Syndication out of Atlanta is now very common e.g. Clark Howard based out of News 95.5 and AM 750 studios, Rickey Smiley out of Hot 107.9 studios, Ed Lover out of Boom 102.9 studios and the Bert Show out of Q100 studios. Michael Baisden is going to be doing his afternoon syndicated show out of Kiss 104.1 studios soon. Steve Harvey, heard locally on Majic 107.5/97.5, has his own studios in Atlanta but mostly does his show remotely since his talk show is shot in Chicago.
For radio personalities, the upside for syndication is a bigger national footprint and more money for Kevin and Taylor. For radio stations, it's a way to leverage top talent and save money for smaller market stations.
There are downsides as well for the talent: they have to adhere to strict time limits so even if they're on a roll, they have to stop at a specific time for the sake of all the radio stations. They also have to scrub most Atlanta references out of their conversation for a national audience. Plus, they will likely have to tape extra localized bits for particular key stations. No doubt they will squeeze in a few Altanta-related segments to accommodate their local fans, as the Bert Show does throughout the morning.

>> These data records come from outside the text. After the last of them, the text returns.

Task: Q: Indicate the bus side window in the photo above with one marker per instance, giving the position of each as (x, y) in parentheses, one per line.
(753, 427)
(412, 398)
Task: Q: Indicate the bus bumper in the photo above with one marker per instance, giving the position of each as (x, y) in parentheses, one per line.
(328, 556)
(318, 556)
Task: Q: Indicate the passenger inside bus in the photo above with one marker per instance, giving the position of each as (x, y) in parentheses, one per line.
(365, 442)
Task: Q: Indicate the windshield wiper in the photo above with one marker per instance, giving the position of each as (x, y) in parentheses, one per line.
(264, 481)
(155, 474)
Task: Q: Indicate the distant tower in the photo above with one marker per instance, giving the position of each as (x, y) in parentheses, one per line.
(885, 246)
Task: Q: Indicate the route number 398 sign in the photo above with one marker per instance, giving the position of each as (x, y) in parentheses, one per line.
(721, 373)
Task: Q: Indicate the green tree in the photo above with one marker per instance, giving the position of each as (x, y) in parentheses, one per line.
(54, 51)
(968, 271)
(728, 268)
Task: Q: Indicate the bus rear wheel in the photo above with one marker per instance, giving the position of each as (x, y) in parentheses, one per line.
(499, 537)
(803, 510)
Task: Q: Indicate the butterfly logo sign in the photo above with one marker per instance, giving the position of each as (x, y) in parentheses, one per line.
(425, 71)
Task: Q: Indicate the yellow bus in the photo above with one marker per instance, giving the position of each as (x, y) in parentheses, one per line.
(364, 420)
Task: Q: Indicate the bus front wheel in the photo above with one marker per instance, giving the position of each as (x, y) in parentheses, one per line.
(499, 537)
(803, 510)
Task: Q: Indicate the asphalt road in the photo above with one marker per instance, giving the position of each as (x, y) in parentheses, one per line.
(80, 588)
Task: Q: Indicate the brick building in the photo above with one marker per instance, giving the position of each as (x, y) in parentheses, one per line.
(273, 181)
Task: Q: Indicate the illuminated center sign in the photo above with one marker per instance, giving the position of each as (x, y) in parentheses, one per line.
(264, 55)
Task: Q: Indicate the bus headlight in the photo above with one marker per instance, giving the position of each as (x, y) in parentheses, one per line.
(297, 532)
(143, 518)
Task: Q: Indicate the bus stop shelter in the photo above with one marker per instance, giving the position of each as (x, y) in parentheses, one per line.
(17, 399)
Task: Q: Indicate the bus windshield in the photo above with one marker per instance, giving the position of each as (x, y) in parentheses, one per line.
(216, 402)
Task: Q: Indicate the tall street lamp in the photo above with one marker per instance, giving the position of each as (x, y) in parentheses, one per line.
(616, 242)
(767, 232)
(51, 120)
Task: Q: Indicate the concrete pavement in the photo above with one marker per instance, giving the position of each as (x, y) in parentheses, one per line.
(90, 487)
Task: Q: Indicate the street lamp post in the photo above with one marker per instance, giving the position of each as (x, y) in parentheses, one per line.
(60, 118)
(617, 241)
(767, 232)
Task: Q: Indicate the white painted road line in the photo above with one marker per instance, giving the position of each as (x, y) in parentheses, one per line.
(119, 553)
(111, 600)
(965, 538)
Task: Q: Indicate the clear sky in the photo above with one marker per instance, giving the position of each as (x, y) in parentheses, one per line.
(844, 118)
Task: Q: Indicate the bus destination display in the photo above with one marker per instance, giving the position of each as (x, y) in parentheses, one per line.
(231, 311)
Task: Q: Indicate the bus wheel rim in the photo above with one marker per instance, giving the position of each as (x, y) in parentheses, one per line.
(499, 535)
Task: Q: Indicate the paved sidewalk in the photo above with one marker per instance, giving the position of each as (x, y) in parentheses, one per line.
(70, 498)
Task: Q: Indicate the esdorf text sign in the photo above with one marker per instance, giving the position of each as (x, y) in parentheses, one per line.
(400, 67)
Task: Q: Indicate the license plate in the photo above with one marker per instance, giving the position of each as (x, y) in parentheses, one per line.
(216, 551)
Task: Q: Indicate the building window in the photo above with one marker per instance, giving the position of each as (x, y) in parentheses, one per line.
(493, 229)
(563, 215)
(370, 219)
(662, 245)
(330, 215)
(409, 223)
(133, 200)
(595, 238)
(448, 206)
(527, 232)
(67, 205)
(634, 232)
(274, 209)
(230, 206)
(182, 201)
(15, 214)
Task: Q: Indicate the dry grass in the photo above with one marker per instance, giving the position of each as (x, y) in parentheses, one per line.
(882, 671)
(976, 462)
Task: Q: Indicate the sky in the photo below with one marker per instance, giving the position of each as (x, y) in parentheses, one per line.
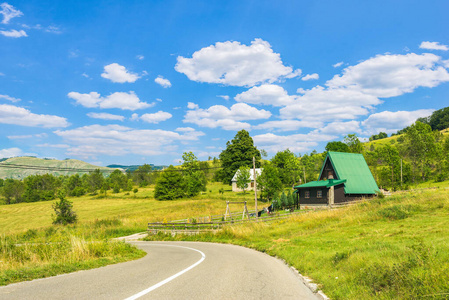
(134, 82)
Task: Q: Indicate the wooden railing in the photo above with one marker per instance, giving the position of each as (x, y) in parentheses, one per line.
(178, 227)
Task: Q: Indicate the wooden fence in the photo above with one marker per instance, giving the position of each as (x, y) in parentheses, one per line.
(182, 227)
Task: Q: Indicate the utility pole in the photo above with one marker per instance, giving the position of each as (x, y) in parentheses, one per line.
(304, 169)
(255, 186)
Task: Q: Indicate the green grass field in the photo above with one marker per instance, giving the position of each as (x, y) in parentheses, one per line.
(392, 248)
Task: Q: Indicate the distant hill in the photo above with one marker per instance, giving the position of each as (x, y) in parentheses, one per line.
(21, 167)
(135, 167)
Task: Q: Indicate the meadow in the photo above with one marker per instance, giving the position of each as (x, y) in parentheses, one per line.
(387, 248)
(390, 248)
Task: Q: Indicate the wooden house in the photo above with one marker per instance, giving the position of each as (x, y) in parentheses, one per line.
(235, 188)
(344, 177)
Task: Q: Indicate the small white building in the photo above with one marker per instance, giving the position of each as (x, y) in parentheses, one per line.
(250, 185)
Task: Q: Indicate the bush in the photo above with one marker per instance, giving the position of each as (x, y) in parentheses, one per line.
(64, 211)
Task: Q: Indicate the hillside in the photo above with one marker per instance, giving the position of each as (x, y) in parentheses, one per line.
(21, 167)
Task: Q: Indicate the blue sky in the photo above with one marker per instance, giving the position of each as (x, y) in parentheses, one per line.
(135, 82)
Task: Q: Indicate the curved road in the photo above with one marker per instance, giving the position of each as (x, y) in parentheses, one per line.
(174, 270)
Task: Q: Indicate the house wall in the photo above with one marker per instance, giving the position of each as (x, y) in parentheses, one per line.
(236, 189)
(313, 199)
(327, 170)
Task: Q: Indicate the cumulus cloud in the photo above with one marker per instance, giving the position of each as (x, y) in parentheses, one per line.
(27, 136)
(313, 76)
(105, 116)
(88, 142)
(288, 125)
(433, 46)
(341, 128)
(232, 63)
(359, 88)
(266, 94)
(225, 97)
(392, 75)
(118, 73)
(273, 143)
(329, 105)
(226, 118)
(156, 118)
(13, 33)
(10, 152)
(165, 83)
(389, 122)
(9, 98)
(8, 11)
(339, 64)
(10, 114)
(124, 101)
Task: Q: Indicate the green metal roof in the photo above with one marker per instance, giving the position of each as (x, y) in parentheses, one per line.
(322, 183)
(353, 168)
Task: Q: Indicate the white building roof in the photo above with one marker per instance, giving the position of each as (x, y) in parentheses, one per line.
(251, 172)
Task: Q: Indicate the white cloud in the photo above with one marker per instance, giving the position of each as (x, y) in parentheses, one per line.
(8, 11)
(10, 114)
(128, 101)
(118, 73)
(13, 33)
(320, 104)
(165, 83)
(296, 142)
(134, 117)
(358, 89)
(105, 116)
(191, 105)
(266, 94)
(221, 116)
(156, 118)
(9, 98)
(392, 75)
(88, 142)
(225, 97)
(57, 146)
(341, 128)
(313, 76)
(184, 129)
(390, 122)
(288, 125)
(433, 46)
(27, 136)
(232, 63)
(339, 64)
(10, 152)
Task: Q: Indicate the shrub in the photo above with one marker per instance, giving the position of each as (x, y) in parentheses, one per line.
(64, 211)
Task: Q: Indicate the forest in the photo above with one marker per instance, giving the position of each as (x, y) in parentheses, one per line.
(416, 154)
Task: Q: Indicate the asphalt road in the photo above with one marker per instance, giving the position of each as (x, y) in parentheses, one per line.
(174, 270)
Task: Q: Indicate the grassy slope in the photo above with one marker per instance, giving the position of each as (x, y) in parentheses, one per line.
(392, 248)
(395, 248)
(38, 162)
(133, 212)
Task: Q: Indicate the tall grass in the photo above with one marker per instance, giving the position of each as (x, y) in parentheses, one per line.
(53, 252)
(392, 248)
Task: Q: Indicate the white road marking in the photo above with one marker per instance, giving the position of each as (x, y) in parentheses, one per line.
(152, 288)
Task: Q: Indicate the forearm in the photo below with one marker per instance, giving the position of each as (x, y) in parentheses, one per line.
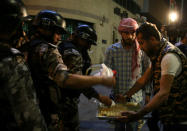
(80, 81)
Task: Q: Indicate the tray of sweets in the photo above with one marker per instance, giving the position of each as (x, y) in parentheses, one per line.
(110, 113)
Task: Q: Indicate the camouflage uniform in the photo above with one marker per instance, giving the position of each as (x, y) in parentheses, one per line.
(174, 110)
(77, 62)
(49, 73)
(19, 109)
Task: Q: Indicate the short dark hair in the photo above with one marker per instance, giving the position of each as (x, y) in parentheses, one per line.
(148, 30)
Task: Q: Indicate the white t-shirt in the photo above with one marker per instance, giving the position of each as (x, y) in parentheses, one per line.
(171, 65)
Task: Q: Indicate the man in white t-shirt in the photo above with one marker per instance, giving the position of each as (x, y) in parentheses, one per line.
(168, 73)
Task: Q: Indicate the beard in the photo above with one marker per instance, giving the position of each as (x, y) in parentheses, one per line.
(128, 42)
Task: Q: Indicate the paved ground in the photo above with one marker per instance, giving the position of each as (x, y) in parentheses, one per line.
(87, 114)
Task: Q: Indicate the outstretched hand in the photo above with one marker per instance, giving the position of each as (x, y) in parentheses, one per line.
(105, 100)
(109, 81)
(128, 116)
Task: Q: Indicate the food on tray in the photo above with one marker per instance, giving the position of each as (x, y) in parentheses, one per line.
(116, 110)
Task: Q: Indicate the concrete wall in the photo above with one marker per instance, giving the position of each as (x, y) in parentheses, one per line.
(99, 12)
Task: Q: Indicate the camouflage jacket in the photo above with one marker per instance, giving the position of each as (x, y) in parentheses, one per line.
(19, 109)
(174, 110)
(48, 72)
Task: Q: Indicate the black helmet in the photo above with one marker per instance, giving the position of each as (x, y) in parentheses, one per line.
(87, 33)
(12, 13)
(50, 20)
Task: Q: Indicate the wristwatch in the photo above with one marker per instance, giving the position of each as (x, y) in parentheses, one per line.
(127, 98)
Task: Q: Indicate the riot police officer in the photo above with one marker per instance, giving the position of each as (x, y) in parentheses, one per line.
(48, 70)
(19, 109)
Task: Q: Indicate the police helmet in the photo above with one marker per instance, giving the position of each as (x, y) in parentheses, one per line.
(50, 20)
(12, 13)
(87, 33)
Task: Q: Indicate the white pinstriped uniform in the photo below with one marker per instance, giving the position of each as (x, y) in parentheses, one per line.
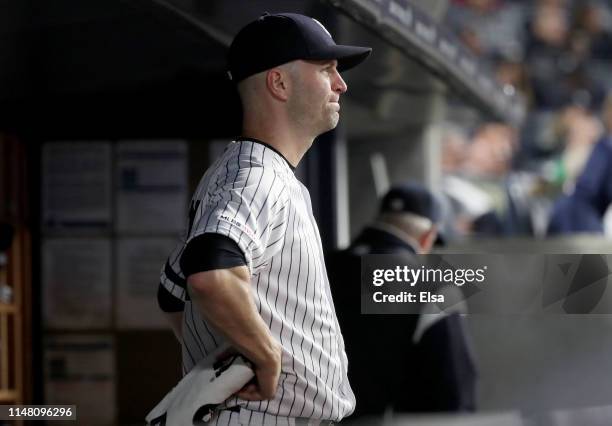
(251, 195)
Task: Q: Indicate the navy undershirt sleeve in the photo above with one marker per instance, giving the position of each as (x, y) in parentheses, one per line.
(167, 302)
(211, 251)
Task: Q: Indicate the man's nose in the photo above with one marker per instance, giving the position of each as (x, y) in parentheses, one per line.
(339, 84)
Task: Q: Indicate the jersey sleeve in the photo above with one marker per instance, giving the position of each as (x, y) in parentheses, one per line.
(247, 205)
(172, 292)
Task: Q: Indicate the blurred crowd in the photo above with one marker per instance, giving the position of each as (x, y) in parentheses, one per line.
(500, 180)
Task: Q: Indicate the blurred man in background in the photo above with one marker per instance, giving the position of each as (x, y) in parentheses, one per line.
(407, 363)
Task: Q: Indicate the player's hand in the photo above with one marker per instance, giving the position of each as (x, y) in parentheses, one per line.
(265, 383)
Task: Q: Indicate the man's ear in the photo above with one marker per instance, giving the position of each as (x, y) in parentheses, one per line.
(428, 239)
(277, 82)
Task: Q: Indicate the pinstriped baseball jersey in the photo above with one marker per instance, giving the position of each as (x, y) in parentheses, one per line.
(251, 195)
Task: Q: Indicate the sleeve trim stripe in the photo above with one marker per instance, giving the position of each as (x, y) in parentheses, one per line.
(174, 277)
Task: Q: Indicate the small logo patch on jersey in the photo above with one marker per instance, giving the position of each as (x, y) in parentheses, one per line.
(322, 26)
(237, 224)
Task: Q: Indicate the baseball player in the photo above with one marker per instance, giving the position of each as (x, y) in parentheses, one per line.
(250, 270)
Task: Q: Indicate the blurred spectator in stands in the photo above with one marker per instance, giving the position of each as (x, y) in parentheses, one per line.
(489, 27)
(548, 60)
(592, 30)
(473, 180)
(583, 209)
(509, 69)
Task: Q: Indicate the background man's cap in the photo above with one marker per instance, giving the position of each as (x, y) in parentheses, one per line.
(275, 39)
(412, 198)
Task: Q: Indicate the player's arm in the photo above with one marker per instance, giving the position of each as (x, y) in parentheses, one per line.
(175, 319)
(172, 309)
(223, 297)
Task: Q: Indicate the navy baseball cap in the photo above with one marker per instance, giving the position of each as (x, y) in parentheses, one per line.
(275, 39)
(412, 198)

Syndication also blocks potential up-and-coming talent in smaller markets to develop.
Jeff Dauler, who is now on a purely local morning show at Star 94.1, spent five years in syndication with Bert Weiss on the Bert Show. He said Kevin & Taylor have to stay true to themselves even with 60 new station managers throwing advice at them. "Don't try to hide they're ATL-based," he suggested. "Local is important but I think trust with your audience is more crucial and can't deceive them by pretending to be local. And if they are adjusting their timing to fit a syndicated schedule, it will be frustrating at times but it will also make them better entertainers once they're used to it."